U.S. Attorneys’ offices will realize the loses through attrition, and all nine Organized Crime and Drug Enforcement Task Force regions will be affected, Justice officials said. The OCDETF cuts were announced in a memo sent to U.S. Attorneys offices last month.
A Justice Department spokesman declined to comment on the memo, citing personnel matters and the ongoing budget process.
The 27-year-old program draws on federal, state and local resources and has been considered a model of inter-agency collaboration. Attorney General Eric Holder has described OCDETF as ”the strategic centerpiece of the Department’s counter-narcotics effort,” and the DOJ credits the program with dismantling or disrupting dozens of national criminal organizations.
One Justice official said that the cuts came after a review of the program, and that the department was “being smart with our limited resources.” Funding has been an issue for OCDETF in recent years, and the program has seen its workforce decline.
There are 588 OCDETF prosecutors working in U.S. Attorneys offices, the Criminal Division and the Tax Division, according to department figures. In fiscal year 2008, the department was forced to reduce OCDETF staff by 146 positions, including 77 agents and 30 attorneys. The FY 2009 appropriation left unfunded 99 positions, including 52 agents and 20 attorneys.
For FY2010, the department requested $537.5 million for the task forces, including $8.9 million for enforcement activities along the Southwest border. The funding would create a 9- to-1- ratio of agents to prosecutors in the region, bringing it in line with the national average. The current ratio is about 13 to 1.
The Senate on Thursday approved the FY 2010 Commerce, Justice, science appropriations bill, which would put aside $515 million for inter-agency crime and drug enforcement. The House, which passed its version of the bill in June, approved $528.6 million, about the same funding level as in FY2009. (We’ve got calls out to members of the appropriations subcommittees. We’ll update the post when we hear back.)
The personnel issues come as Mexican cartels are strengthening partnerships with U.S.-based street and prison gangs. Last month, the department announced the arrests of more than 300 people suspected of ties to La Familia, the newest and fastest-growing cartel, based in the state of Michoacan, in southwestern Mexico.

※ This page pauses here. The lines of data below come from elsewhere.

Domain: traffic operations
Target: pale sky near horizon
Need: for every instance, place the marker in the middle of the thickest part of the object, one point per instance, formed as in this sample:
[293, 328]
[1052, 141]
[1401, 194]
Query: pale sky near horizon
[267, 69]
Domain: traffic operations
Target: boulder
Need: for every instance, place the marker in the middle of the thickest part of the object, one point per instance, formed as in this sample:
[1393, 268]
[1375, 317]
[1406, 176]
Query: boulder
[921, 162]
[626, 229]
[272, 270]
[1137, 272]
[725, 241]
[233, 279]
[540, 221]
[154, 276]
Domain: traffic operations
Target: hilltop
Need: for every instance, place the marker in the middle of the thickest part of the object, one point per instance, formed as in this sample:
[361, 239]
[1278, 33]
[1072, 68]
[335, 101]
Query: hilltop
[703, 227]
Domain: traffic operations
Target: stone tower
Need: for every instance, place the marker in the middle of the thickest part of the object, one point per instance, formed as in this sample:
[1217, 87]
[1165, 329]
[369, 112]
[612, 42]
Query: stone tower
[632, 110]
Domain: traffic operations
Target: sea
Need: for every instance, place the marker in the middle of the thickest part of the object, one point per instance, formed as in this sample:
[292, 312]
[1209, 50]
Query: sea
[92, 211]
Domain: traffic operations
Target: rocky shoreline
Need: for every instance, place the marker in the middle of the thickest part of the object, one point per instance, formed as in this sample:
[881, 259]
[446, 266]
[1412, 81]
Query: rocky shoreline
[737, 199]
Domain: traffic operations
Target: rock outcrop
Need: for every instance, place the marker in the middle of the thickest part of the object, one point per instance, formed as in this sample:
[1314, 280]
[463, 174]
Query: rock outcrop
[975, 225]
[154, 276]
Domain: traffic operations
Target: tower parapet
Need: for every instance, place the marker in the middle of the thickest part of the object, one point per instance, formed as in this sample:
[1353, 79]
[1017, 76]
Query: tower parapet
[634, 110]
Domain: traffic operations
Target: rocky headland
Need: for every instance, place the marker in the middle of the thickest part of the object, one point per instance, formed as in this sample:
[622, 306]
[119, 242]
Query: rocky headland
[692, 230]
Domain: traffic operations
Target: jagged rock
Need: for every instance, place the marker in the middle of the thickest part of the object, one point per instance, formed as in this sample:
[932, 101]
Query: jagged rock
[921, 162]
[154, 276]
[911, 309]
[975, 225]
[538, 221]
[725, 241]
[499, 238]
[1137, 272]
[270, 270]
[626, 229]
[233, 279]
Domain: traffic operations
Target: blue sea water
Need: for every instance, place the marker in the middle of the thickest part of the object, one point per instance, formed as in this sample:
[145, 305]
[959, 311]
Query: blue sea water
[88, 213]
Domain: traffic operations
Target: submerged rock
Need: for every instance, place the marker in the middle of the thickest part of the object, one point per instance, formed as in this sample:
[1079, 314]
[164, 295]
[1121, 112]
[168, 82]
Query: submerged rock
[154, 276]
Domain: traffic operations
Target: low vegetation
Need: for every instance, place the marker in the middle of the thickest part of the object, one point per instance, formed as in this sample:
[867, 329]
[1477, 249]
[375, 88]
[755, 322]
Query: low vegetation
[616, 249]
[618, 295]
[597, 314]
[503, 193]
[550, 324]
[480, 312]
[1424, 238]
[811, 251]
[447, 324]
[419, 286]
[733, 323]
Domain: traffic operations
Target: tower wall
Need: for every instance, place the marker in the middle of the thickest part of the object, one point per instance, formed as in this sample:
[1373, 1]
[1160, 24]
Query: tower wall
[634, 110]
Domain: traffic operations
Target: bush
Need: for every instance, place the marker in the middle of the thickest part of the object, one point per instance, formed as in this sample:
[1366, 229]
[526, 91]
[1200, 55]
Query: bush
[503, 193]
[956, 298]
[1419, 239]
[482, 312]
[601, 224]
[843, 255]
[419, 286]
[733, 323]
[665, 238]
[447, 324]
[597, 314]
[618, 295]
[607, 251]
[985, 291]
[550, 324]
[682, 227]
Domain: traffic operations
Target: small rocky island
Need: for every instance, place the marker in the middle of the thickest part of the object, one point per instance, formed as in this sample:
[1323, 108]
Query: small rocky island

While the Obama administration has directed more resources to the Southwest border, the cartels have burrowed into communities across the United States, officials say. In the recent sweep targeting La Familia, dubbed “Project Coronado,” authorities made arrests in 38 cities in 19 states.
“The problem is not just along the southwest border, it is all over our country now,” said Kenneth Melson, head of the Bureau of Alcohol, Tobacco, Firearms, and Explosives, in a briefing with reporters last month.
Former OCDETF officials said the program could absorb the hit, but at a cost.
“Unless we’re willing to delcare the war on drugs over and walk away, it’s huge loss,” said Foley Hoag’s Michael Pelgro, a former chief the OCDETF unit in the Massachusetts U.S. Attorney’s Office. “Drug prosecution is a very labor-intensive job. When you’re indicting 20 people at a time, that takes a lot effort and a lot of manpower.”
Dickinson Wright partner Michael Volkov, a former OCDETF prosecutor in the Washington, D.C., said he expected political fallout, as the administration tries to counter Republican criticisms that it is not pursuing drug crimes aggressively. (Holder was criticized recently for a new policy on medical marijuana, which advises against prosecuting patients or caregivers who comply with state laws.)
“Republicans are going to say, ‘This is just another example of the permissive attitude of the Democratic party toward drug enforcement,’” said Volkov, a former Republican aide on the Senate and House Judiciary committees. “It’s unfortunate, and it sends the wrong message.”